British army bases `to close'

Two military bases in the North are to close, it was announced last night, although no date was set for the closures.

The British Army barracks at Aughnacloy will be removed, according to the PSNI police. An installation at Clooney in County Derry is also to be closed and sold to the British government.

PSNI chief Hugh Orde said: ``This is a joint decision which has been taken by the Army and the police service after careful consideration. It is essentially prudent housekeeping and we believe that it will allow for the most efficient use of military resources.''

Sinn Fein assembly member Michelle Gildernew last night accused the government of ``rationalisation, not demilitarisation''.

She said that the continuation of an army base in nearby Clogher meant that the closure of Aughnacloy would have little impact on troop levels, in an area in which people had been ``the victims of an upsurge in British army harassment in recent times''.

RURAL SIEGE ENDS

Meanwhile, a massive eight-day ``security alert'' by the British Army has ended with nothing being found.

The operation at Ardboe on the shores of Lough Neagh started on February 2.

The area was saturated by British troops and people were prevented by the PSNI from entering the area on business unless they were residents.

Farmers and fishermen complained about damage to their land, livelihoods and property during the alert.

The British Army claimed there was ``suspicious activity'' in the area on the afternoon of February 1 and that the security operation had begun the next day.

Sinn Fein Mid Ulster assembly member Martin McGuinness said he was raising the ``unacceptable'' disruption with the British government.
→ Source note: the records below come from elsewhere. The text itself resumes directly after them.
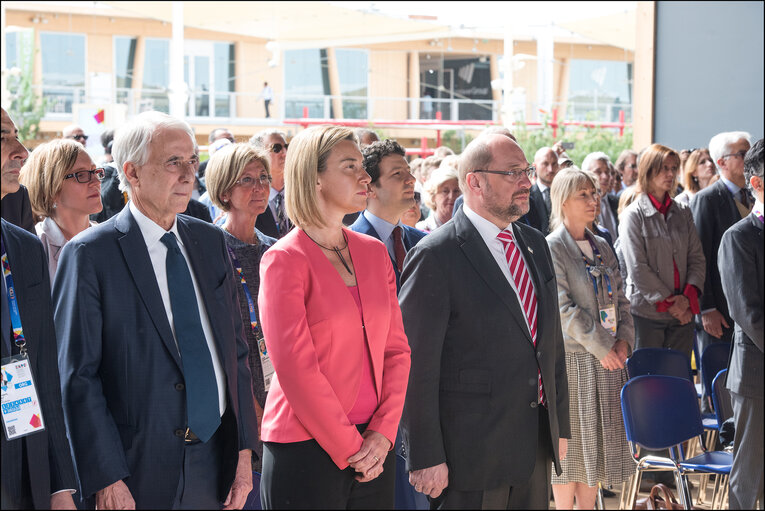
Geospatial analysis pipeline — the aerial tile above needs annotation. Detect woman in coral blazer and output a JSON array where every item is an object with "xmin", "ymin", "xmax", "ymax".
[{"xmin": 258, "ymin": 125, "xmax": 411, "ymax": 509}]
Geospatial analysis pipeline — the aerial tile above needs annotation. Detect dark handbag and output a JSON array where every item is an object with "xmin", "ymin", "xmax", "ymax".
[{"xmin": 634, "ymin": 482, "xmax": 688, "ymax": 510}]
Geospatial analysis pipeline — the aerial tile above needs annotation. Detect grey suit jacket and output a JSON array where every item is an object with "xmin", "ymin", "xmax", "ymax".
[
  {"xmin": 399, "ymin": 208, "xmax": 569, "ymax": 492},
  {"xmin": 719, "ymin": 213, "xmax": 763, "ymax": 398}
]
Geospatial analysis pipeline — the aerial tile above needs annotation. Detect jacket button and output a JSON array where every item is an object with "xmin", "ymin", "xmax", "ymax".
[
  {"xmin": 175, "ymin": 383, "xmax": 185, "ymax": 391},
  {"xmin": 174, "ymin": 429, "xmax": 185, "ymax": 438},
  {"xmin": 530, "ymin": 402, "xmax": 538, "ymax": 409},
  {"xmin": 537, "ymin": 351, "xmax": 542, "ymax": 358}
]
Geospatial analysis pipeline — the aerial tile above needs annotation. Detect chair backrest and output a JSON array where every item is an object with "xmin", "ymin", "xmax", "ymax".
[
  {"xmin": 701, "ymin": 342, "xmax": 730, "ymax": 401},
  {"xmin": 621, "ymin": 375, "xmax": 704, "ymax": 451},
  {"xmin": 626, "ymin": 348, "xmax": 693, "ymax": 381},
  {"xmin": 711, "ymin": 369, "xmax": 733, "ymax": 428}
]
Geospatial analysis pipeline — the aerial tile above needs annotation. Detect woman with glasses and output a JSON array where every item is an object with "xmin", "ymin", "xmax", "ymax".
[
  {"xmin": 675, "ymin": 148, "xmax": 718, "ymax": 206},
  {"xmin": 416, "ymin": 165, "xmax": 461, "ymax": 232},
  {"xmin": 616, "ymin": 144, "xmax": 705, "ymax": 355},
  {"xmin": 546, "ymin": 168, "xmax": 634, "ymax": 510},
  {"xmin": 204, "ymin": 143, "xmax": 277, "ymax": 470},
  {"xmin": 257, "ymin": 125, "xmax": 410, "ymax": 509},
  {"xmin": 19, "ymin": 138, "xmax": 103, "ymax": 281}
]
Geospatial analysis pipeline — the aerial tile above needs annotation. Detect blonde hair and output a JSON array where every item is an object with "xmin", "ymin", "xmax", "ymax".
[
  {"xmin": 636, "ymin": 144, "xmax": 680, "ymax": 195},
  {"xmin": 681, "ymin": 148, "xmax": 711, "ymax": 194},
  {"xmin": 20, "ymin": 138, "xmax": 84, "ymax": 219},
  {"xmin": 549, "ymin": 167, "xmax": 598, "ymax": 231},
  {"xmin": 618, "ymin": 185, "xmax": 639, "ymax": 218},
  {"xmin": 205, "ymin": 143, "xmax": 271, "ymax": 212},
  {"xmin": 284, "ymin": 125, "xmax": 358, "ymax": 229}
]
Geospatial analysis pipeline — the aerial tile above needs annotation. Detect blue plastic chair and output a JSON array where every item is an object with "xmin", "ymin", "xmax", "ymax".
[
  {"xmin": 711, "ymin": 369, "xmax": 733, "ymax": 430},
  {"xmin": 701, "ymin": 343, "xmax": 730, "ymax": 411},
  {"xmin": 626, "ymin": 347, "xmax": 693, "ymax": 380},
  {"xmin": 620, "ymin": 375, "xmax": 733, "ymax": 509}
]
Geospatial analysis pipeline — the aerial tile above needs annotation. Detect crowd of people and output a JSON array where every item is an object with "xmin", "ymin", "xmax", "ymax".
[{"xmin": 1, "ymin": 104, "xmax": 762, "ymax": 511}]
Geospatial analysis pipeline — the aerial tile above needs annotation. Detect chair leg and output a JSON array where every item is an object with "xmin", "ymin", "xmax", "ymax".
[
  {"xmin": 697, "ymin": 473, "xmax": 710, "ymax": 506},
  {"xmin": 675, "ymin": 471, "xmax": 693, "ymax": 510},
  {"xmin": 596, "ymin": 482, "xmax": 605, "ymax": 510},
  {"xmin": 623, "ymin": 470, "xmax": 641, "ymax": 510}
]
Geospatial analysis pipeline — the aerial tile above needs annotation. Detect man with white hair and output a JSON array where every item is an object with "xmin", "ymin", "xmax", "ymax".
[
  {"xmin": 582, "ymin": 152, "xmax": 620, "ymax": 240},
  {"xmin": 54, "ymin": 111, "xmax": 258, "ymax": 509},
  {"xmin": 62, "ymin": 124, "xmax": 88, "ymax": 147},
  {"xmin": 691, "ymin": 131, "xmax": 752, "ymax": 411},
  {"xmin": 250, "ymin": 129, "xmax": 291, "ymax": 238}
]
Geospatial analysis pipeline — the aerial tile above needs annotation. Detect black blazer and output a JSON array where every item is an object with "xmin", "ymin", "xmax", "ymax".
[
  {"xmin": 349, "ymin": 211, "xmax": 427, "ymax": 291},
  {"xmin": 525, "ymin": 183, "xmax": 550, "ymax": 235},
  {"xmin": 1, "ymin": 185, "xmax": 35, "ymax": 234},
  {"xmin": 690, "ymin": 179, "xmax": 743, "ymax": 317},
  {"xmin": 53, "ymin": 208, "xmax": 259, "ymax": 508},
  {"xmin": 719, "ymin": 213, "xmax": 763, "ymax": 399},
  {"xmin": 399, "ymin": 208, "xmax": 570, "ymax": 491},
  {"xmin": 255, "ymin": 207, "xmax": 280, "ymax": 239},
  {"xmin": 0, "ymin": 219, "xmax": 77, "ymax": 508}
]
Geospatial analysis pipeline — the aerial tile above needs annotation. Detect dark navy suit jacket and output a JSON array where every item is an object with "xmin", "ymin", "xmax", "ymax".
[
  {"xmin": 53, "ymin": 207, "xmax": 259, "ymax": 508},
  {"xmin": 349, "ymin": 211, "xmax": 427, "ymax": 291},
  {"xmin": 0, "ymin": 219, "xmax": 77, "ymax": 509}
]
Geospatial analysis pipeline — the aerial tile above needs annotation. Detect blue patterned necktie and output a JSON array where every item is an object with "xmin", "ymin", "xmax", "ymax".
[
  {"xmin": 274, "ymin": 191, "xmax": 290, "ymax": 237},
  {"xmin": 160, "ymin": 232, "xmax": 220, "ymax": 442}
]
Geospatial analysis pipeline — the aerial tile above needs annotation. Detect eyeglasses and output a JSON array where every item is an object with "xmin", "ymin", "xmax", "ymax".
[
  {"xmin": 64, "ymin": 168, "xmax": 105, "ymax": 183},
  {"xmin": 235, "ymin": 174, "xmax": 272, "ymax": 189},
  {"xmin": 269, "ymin": 143, "xmax": 288, "ymax": 154},
  {"xmin": 722, "ymin": 150, "xmax": 747, "ymax": 160},
  {"xmin": 472, "ymin": 165, "xmax": 535, "ymax": 181},
  {"xmin": 625, "ymin": 163, "xmax": 638, "ymax": 169},
  {"xmin": 68, "ymin": 134, "xmax": 88, "ymax": 142},
  {"xmin": 164, "ymin": 157, "xmax": 200, "ymax": 173},
  {"xmin": 413, "ymin": 191, "xmax": 421, "ymax": 203}
]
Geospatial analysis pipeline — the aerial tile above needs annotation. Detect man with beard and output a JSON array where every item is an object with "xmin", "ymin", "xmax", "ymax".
[{"xmin": 399, "ymin": 134, "xmax": 570, "ymax": 509}]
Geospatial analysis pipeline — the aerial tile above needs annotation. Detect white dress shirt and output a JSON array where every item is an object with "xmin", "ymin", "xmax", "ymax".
[
  {"xmin": 129, "ymin": 202, "xmax": 227, "ymax": 416},
  {"xmin": 363, "ymin": 210, "xmax": 404, "ymax": 261},
  {"xmin": 463, "ymin": 203, "xmax": 536, "ymax": 337},
  {"xmin": 35, "ymin": 217, "xmax": 96, "ymax": 284}
]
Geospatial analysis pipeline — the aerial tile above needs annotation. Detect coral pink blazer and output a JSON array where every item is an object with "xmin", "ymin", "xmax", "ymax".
[{"xmin": 258, "ymin": 228, "xmax": 411, "ymax": 469}]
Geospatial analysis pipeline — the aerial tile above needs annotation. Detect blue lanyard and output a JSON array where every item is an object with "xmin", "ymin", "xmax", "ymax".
[
  {"xmin": 1, "ymin": 239, "xmax": 27, "ymax": 355},
  {"xmin": 226, "ymin": 247, "xmax": 263, "ymax": 341},
  {"xmin": 579, "ymin": 234, "xmax": 613, "ymax": 302}
]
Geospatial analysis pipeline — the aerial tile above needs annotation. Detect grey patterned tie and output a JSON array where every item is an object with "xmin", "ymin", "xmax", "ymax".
[{"xmin": 274, "ymin": 191, "xmax": 289, "ymax": 237}]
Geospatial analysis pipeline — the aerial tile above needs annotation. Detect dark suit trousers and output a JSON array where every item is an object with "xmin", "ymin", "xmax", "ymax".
[
  {"xmin": 729, "ymin": 392, "xmax": 764, "ymax": 510},
  {"xmin": 429, "ymin": 407, "xmax": 553, "ymax": 510},
  {"xmin": 261, "ymin": 425, "xmax": 395, "ymax": 509},
  {"xmin": 0, "ymin": 440, "xmax": 34, "ymax": 510},
  {"xmin": 172, "ymin": 425, "xmax": 226, "ymax": 509}
]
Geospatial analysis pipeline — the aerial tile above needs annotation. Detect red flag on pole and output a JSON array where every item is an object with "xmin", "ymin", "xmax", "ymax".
[{"xmin": 94, "ymin": 109, "xmax": 105, "ymax": 124}]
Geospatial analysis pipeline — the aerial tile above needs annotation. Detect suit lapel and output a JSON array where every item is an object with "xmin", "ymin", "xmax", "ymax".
[
  {"xmin": 454, "ymin": 211, "xmax": 533, "ymax": 345},
  {"xmin": 115, "ymin": 208, "xmax": 182, "ymax": 370},
  {"xmin": 716, "ymin": 180, "xmax": 740, "ymax": 222}
]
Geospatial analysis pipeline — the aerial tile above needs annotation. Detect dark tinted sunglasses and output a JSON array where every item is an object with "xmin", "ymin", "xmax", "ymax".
[
  {"xmin": 269, "ymin": 143, "xmax": 288, "ymax": 154},
  {"xmin": 414, "ymin": 191, "xmax": 421, "ymax": 203},
  {"xmin": 69, "ymin": 134, "xmax": 88, "ymax": 142}
]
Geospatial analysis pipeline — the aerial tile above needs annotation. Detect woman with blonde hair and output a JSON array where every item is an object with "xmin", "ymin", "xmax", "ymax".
[
  {"xmin": 616, "ymin": 144, "xmax": 705, "ymax": 354},
  {"xmin": 19, "ymin": 138, "xmax": 103, "ymax": 281},
  {"xmin": 204, "ymin": 142, "xmax": 277, "ymax": 470},
  {"xmin": 546, "ymin": 168, "xmax": 635, "ymax": 510},
  {"xmin": 257, "ymin": 125, "xmax": 411, "ymax": 509},
  {"xmin": 416, "ymin": 165, "xmax": 461, "ymax": 232},
  {"xmin": 675, "ymin": 148, "xmax": 717, "ymax": 206}
]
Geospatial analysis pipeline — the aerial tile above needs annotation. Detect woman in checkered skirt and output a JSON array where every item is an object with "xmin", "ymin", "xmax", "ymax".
[{"xmin": 545, "ymin": 168, "xmax": 635, "ymax": 509}]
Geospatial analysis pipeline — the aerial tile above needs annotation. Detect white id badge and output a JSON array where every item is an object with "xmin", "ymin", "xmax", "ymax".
[
  {"xmin": 257, "ymin": 336, "xmax": 276, "ymax": 392},
  {"xmin": 599, "ymin": 305, "xmax": 618, "ymax": 336},
  {"xmin": 1, "ymin": 354, "xmax": 45, "ymax": 440}
]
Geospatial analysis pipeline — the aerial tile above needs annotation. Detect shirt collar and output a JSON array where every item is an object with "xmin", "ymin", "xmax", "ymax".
[
  {"xmin": 536, "ymin": 181, "xmax": 549, "ymax": 194},
  {"xmin": 128, "ymin": 201, "xmax": 181, "ymax": 250},
  {"xmin": 38, "ymin": 217, "xmax": 68, "ymax": 248},
  {"xmin": 719, "ymin": 175, "xmax": 741, "ymax": 196},
  {"xmin": 463, "ymin": 203, "xmax": 512, "ymax": 242},
  {"xmin": 363, "ymin": 210, "xmax": 400, "ymax": 242},
  {"xmin": 753, "ymin": 200, "xmax": 764, "ymax": 219},
  {"xmin": 268, "ymin": 186, "xmax": 281, "ymax": 202}
]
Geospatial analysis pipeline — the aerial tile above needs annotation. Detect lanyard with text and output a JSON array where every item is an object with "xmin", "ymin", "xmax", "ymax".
[
  {"xmin": 1, "ymin": 238, "xmax": 46, "ymax": 440},
  {"xmin": 227, "ymin": 246, "xmax": 275, "ymax": 392},
  {"xmin": 579, "ymin": 234, "xmax": 617, "ymax": 336}
]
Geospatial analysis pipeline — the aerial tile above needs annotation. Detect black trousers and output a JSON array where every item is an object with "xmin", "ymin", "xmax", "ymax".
[
  {"xmin": 261, "ymin": 426, "xmax": 395, "ymax": 509},
  {"xmin": 429, "ymin": 407, "xmax": 554, "ymax": 510}
]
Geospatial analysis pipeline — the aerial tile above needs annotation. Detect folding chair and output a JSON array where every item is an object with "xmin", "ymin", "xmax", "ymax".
[{"xmin": 620, "ymin": 375, "xmax": 732, "ymax": 510}]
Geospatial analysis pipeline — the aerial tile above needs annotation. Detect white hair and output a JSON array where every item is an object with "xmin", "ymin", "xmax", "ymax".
[
  {"xmin": 581, "ymin": 151, "xmax": 611, "ymax": 172},
  {"xmin": 709, "ymin": 131, "xmax": 751, "ymax": 170},
  {"xmin": 112, "ymin": 111, "xmax": 195, "ymax": 195},
  {"xmin": 249, "ymin": 129, "xmax": 287, "ymax": 149}
]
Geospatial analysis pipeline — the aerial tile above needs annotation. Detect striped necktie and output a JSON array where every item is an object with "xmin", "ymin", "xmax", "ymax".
[{"xmin": 497, "ymin": 228, "xmax": 546, "ymax": 406}]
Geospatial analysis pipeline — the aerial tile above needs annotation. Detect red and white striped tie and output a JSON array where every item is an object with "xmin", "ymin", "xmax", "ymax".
[{"xmin": 497, "ymin": 228, "xmax": 546, "ymax": 406}]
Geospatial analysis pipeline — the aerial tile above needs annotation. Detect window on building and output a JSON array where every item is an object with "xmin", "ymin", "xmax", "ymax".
[
  {"xmin": 284, "ymin": 49, "xmax": 331, "ymax": 118},
  {"xmin": 335, "ymin": 49, "xmax": 368, "ymax": 119},
  {"xmin": 213, "ymin": 42, "xmax": 235, "ymax": 117},
  {"xmin": 114, "ymin": 36, "xmax": 136, "ymax": 107},
  {"xmin": 40, "ymin": 32, "xmax": 86, "ymax": 113},
  {"xmin": 567, "ymin": 59, "xmax": 632, "ymax": 122},
  {"xmin": 142, "ymin": 38, "xmax": 170, "ymax": 113}
]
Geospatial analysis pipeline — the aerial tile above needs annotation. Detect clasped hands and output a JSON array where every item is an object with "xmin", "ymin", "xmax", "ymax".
[
  {"xmin": 347, "ymin": 430, "xmax": 392, "ymax": 483},
  {"xmin": 666, "ymin": 294, "xmax": 693, "ymax": 325},
  {"xmin": 600, "ymin": 339, "xmax": 631, "ymax": 370}
]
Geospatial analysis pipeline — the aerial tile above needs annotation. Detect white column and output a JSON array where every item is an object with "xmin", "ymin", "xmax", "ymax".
[
  {"xmin": 502, "ymin": 23, "xmax": 514, "ymax": 129},
  {"xmin": 1, "ymin": 2, "xmax": 8, "ymax": 108},
  {"xmin": 536, "ymin": 23, "xmax": 555, "ymax": 120},
  {"xmin": 167, "ymin": 1, "xmax": 188, "ymax": 119}
]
``No explanation was given by either the PSNI or the British Army as to the reason behind this operation involving hundreds of troops and PSNI with digging equipment... Ten years into cessations and five years after the Agreement it is totally unacceptable that communities continue to be subjected to this type of heavy handed militarisation.''

British officials denied that the operation had been a training exercise, describing the search as a ``rural rummage''.